Multiple options for graduates

4 March 2019

As published by The Sun (Malaysia) on 13 November 2018

Professor Chow Sek Chuen

A good university education equips students with transferable skills that can be used in their future careers, suggesting that even if students are not trained in a particular field, they can still catch up and do the job when the opportunity arises.

For this reason, Biomedical Science Professor Chow Sek Chuen encourages his students to think outside the box, and not limit themselves to just a career within the medical bioscience field.

“Students can work in other areas of science if they want to. It is a matter of how they use the transferable skills taught, and how far they want to go,” said the professor at the School of Science, Monash University Malaysia.

Many assume medical bioscientists only work in hospital laboratories, usually in the background providing a supporting role, helping medical doctors run test samples and diagnose diseases, or carrying out clinical trial studies for new drugs or treatments.

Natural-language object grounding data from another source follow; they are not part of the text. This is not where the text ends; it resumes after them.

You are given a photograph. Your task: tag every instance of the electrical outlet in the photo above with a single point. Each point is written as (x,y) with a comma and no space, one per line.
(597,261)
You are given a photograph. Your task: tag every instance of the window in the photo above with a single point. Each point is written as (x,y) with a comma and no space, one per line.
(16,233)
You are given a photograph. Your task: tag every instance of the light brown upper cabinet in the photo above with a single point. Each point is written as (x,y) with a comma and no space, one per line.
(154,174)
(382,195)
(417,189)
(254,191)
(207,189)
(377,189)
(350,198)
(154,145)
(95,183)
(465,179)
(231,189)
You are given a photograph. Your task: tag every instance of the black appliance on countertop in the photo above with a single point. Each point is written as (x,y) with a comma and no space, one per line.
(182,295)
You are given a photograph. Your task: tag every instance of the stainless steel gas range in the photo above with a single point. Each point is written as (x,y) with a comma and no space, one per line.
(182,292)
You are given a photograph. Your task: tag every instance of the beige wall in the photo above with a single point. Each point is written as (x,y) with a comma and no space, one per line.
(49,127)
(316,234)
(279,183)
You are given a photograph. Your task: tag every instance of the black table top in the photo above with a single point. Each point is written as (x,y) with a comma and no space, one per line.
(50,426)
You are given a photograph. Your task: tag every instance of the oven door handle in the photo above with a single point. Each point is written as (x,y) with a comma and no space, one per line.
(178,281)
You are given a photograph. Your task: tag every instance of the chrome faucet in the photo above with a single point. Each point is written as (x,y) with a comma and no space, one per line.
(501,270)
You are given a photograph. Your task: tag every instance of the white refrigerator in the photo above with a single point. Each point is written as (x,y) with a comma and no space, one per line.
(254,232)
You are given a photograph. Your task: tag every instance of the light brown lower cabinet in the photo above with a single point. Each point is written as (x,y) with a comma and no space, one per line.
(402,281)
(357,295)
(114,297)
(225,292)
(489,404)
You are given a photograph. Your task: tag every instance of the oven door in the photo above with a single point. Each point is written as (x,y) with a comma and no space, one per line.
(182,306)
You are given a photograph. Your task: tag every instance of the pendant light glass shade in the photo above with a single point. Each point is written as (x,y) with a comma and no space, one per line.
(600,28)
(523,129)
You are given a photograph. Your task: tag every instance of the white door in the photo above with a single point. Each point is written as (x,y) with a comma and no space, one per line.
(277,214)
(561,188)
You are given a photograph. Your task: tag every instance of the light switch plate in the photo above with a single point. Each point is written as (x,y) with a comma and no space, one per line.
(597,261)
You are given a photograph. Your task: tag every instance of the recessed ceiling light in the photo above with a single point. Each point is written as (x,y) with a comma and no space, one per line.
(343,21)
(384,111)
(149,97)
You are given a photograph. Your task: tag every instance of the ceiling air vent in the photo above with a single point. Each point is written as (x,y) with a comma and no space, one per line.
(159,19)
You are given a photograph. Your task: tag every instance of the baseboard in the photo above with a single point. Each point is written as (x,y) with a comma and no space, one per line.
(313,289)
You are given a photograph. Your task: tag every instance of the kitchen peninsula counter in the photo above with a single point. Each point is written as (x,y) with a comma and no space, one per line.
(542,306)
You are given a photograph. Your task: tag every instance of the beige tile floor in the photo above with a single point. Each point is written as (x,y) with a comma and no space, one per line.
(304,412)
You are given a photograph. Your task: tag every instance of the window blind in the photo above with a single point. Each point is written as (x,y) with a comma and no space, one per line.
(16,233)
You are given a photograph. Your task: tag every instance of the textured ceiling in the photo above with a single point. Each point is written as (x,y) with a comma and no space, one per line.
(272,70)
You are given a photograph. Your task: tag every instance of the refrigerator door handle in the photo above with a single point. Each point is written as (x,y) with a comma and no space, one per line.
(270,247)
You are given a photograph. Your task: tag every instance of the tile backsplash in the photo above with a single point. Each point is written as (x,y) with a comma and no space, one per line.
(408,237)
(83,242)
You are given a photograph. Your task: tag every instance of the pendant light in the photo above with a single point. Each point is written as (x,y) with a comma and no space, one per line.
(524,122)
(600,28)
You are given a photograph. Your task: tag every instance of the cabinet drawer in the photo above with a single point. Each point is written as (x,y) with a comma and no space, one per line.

However, this is only a small area in which they can build their career.

Medical bio-scientists can also get involved in many other exciting areas. A popular one is toxicology. This is where scientists study and characterise the toxicity of drugs or poisons, and try to understand how it affects our physiology, health, and immune system.

Graduates can also choose to work in a pharmaceutical company, where their main responsibilities may include the introduction and selling of new novel drugs; for better disease treatments to medical doctors; or they can also be trained as equipment or product specialists, selling and servicing specialised equipment for diagnostics or treatment to clinics and hospitals.

Career prospects can also be found in government regulatory bodies, to protect and promote public health and safety through the implementation of proper regulations. For those with a flair for language and are interested in writing, they can become a scientific writer or journalist for newspapers, scientific magazines and pharmaceutical companies.

“With science, hands-on laboratory sessions are very important in the learning process. It provides students an opportunity to explore the practical implications of their disciplines. This in turn develops problem-solving and critical thinking skills. It also exposes students to equipment in the laboratory, preparing them for high-technology careers,” Chow explained.

In the Bachelor of Medical Bioscience programme, students have to complete a compulsory internship programme, which is mostly at hospitals and private pathology laboratories. Chow shared that he is looking beyond the current options, to allow students to gain a more varied experience.

“We are working at securing internships in other employment settings as well as biotechnology companies. This will give students a chance to see the different career prospects available to them,” he said.

The medical bioscience field is relatively new, having evolved from the traditional biochemistry discipline that Chow did in his first degree. “Today, Medical Bioscience is probably one of the broadest areas of modern science in universities around the world, blending various medically related disciplines together,” he said.

The Bachelor of Medical Bioscience is the flagship course in the School of Science at Monash University Malaysia and will continue to remain so.

“We cannot be complacent, we will continue to move with the times, update, and change according to the expectations of the industry as well as what parents and students are looking for,” Chow said.